Os breves relatos de Brunella em relação a sua mãe nos fazem perceber o quão apática e negligente era sua atitude. Do que consegue relatar, sua mãe mantinha uma posição absolutamente passiva, o que despertava na paciente sentimentos de comiseração e tristeza.

Com o tempo, Brunella começa a perceber que sua orientação sexual se inclinava para as meninas com as quais mantinha contato. Nessa época, devido seu enclausuramento psíquico, adoece. Uma depressão toma conta de sua vida e a faz desenvolver uma espécie de "atitude ansiosa" (palavras da paciente) em relação ao mundo. Episódios fóbicos, crises nervosas, sudorese intensa nas mãos e fortes dores de cabeça foram alguns relatos da paciente.

Envolvida num relacionamento virtual, a jovem decide romper esse enclausuramento. Chama os pais para uma conversa na qual expõe sua sexualidade e comunica sua mudança para Vitória, capital do Espirito Santo.

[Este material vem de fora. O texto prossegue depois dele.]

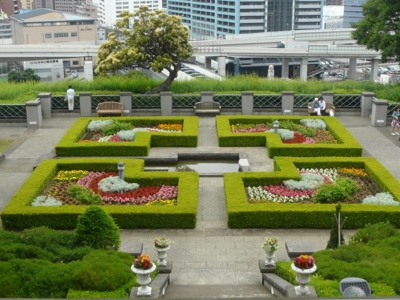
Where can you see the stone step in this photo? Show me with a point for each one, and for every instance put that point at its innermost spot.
(217, 291)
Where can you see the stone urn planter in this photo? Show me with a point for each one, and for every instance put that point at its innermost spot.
(143, 278)
(162, 255)
(303, 278)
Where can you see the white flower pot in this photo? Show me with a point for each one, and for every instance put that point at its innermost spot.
(303, 278)
(269, 255)
(143, 278)
(162, 255)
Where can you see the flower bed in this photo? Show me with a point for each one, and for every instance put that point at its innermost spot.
(242, 214)
(333, 140)
(179, 211)
(104, 136)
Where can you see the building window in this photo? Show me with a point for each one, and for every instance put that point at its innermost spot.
(61, 34)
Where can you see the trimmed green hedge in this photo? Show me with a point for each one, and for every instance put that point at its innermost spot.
(242, 214)
(18, 214)
(346, 146)
(140, 146)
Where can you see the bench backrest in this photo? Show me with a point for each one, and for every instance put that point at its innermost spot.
(207, 104)
(110, 105)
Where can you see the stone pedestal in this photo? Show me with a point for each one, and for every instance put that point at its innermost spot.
(34, 117)
(45, 100)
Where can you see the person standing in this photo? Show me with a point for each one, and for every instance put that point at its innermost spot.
(322, 105)
(71, 97)
(395, 121)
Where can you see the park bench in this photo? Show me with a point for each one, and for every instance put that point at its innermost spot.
(329, 106)
(110, 108)
(207, 107)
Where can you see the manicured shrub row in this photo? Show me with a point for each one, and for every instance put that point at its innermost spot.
(241, 214)
(346, 146)
(18, 214)
(140, 146)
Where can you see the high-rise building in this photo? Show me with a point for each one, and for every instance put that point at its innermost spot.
(216, 18)
(108, 11)
(352, 12)
(10, 7)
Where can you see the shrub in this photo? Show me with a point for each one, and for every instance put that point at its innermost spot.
(115, 127)
(373, 232)
(97, 229)
(84, 195)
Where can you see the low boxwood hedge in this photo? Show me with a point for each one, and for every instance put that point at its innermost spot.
(346, 146)
(18, 214)
(140, 146)
(242, 214)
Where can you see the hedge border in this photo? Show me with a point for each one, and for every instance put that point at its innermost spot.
(19, 215)
(242, 214)
(69, 146)
(347, 144)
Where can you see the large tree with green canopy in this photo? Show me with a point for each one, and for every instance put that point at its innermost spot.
(380, 27)
(155, 40)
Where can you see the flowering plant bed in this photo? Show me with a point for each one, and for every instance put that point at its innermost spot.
(20, 214)
(320, 186)
(243, 214)
(127, 136)
(328, 138)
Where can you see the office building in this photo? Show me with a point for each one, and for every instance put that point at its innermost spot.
(352, 12)
(108, 11)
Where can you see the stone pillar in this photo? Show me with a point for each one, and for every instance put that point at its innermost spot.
(287, 103)
(85, 101)
(247, 103)
(207, 97)
(352, 68)
(379, 112)
(222, 66)
(328, 96)
(126, 99)
(366, 103)
(374, 69)
(34, 117)
(303, 69)
(88, 70)
(208, 63)
(285, 68)
(166, 103)
(45, 100)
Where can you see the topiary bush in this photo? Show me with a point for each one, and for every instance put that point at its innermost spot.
(96, 229)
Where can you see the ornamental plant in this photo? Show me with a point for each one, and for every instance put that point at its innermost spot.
(142, 262)
(270, 244)
(304, 261)
(162, 242)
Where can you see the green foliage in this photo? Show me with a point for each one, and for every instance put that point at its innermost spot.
(342, 189)
(378, 28)
(97, 229)
(375, 231)
(333, 241)
(84, 195)
(115, 127)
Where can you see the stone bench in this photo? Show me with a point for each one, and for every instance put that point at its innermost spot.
(207, 107)
(110, 108)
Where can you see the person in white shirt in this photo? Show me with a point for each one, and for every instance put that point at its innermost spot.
(322, 105)
(70, 96)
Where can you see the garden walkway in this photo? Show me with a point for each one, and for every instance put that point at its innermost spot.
(210, 254)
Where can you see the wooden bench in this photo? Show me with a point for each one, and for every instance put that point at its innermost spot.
(329, 106)
(207, 107)
(110, 108)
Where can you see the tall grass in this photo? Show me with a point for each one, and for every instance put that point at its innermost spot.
(21, 92)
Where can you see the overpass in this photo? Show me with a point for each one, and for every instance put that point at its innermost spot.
(298, 44)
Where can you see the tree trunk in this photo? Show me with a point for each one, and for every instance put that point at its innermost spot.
(167, 83)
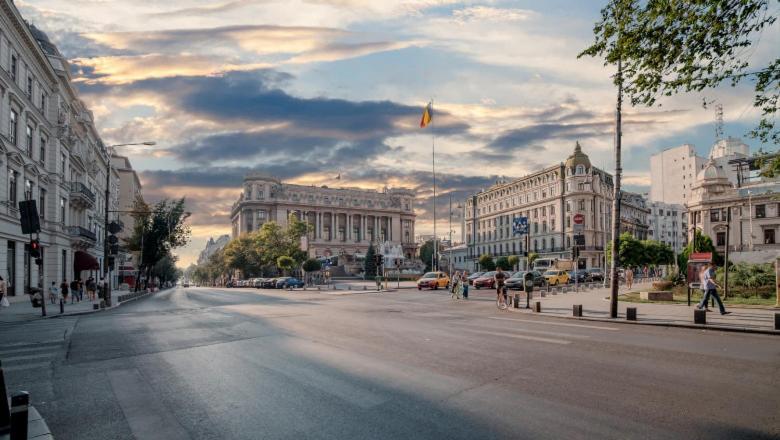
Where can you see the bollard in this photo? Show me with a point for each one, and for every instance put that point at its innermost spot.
(699, 316)
(20, 403)
(5, 412)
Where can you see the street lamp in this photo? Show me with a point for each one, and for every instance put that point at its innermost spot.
(106, 269)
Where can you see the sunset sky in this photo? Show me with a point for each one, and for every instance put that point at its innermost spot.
(308, 89)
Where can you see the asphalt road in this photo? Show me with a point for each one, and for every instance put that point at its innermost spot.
(203, 363)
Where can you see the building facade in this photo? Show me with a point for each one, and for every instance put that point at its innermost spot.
(550, 198)
(668, 223)
(50, 152)
(746, 216)
(345, 221)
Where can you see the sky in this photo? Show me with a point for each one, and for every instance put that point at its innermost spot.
(307, 90)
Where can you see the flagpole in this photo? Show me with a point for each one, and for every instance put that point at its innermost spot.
(434, 263)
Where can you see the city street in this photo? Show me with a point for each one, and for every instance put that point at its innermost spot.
(204, 363)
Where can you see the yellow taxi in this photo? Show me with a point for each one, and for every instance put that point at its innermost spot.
(555, 277)
(433, 280)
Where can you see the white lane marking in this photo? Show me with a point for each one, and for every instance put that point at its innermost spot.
(26, 366)
(29, 357)
(529, 338)
(555, 323)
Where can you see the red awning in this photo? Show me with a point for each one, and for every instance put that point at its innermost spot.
(84, 261)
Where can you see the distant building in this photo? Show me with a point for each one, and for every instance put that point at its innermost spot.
(673, 171)
(668, 223)
(746, 214)
(212, 246)
(345, 221)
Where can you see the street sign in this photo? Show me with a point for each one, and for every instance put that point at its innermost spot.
(520, 225)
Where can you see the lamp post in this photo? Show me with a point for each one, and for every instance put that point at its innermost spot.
(106, 249)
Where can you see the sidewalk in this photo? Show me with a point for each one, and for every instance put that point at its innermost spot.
(595, 305)
(22, 310)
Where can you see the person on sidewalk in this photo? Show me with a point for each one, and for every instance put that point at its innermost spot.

Brunella sai de casa e deixa para trás não apenas sua casa e família. Sua atitude libertária acaba por provocar a desautorização de seu pai e um distanciamento penoso de sua mãe. Tudo isso em prol de uma nova vida em que, segundo ela, seria o início de sua felicidade.

Agora em solo capixaba, nossa paciente experimenta o ônus e o bônus de suas decisões. O relacionamento chega ao fim em pouco tempo, mas já está bastante adaptada à realidade da nova cidade. O curso de graduação se encaminha para o final e um novo relacionamento se desenrola. Entretanto, o que não parece ter fim, ao contrário parece atingir cada vez mais uma dimensão incontrolável, são suas crises ansiosas. Tais crises conduz Brunella a diversas situações conflituosas nos mais variados âmbitos sociais. É chegada a hora de pedir ajuda.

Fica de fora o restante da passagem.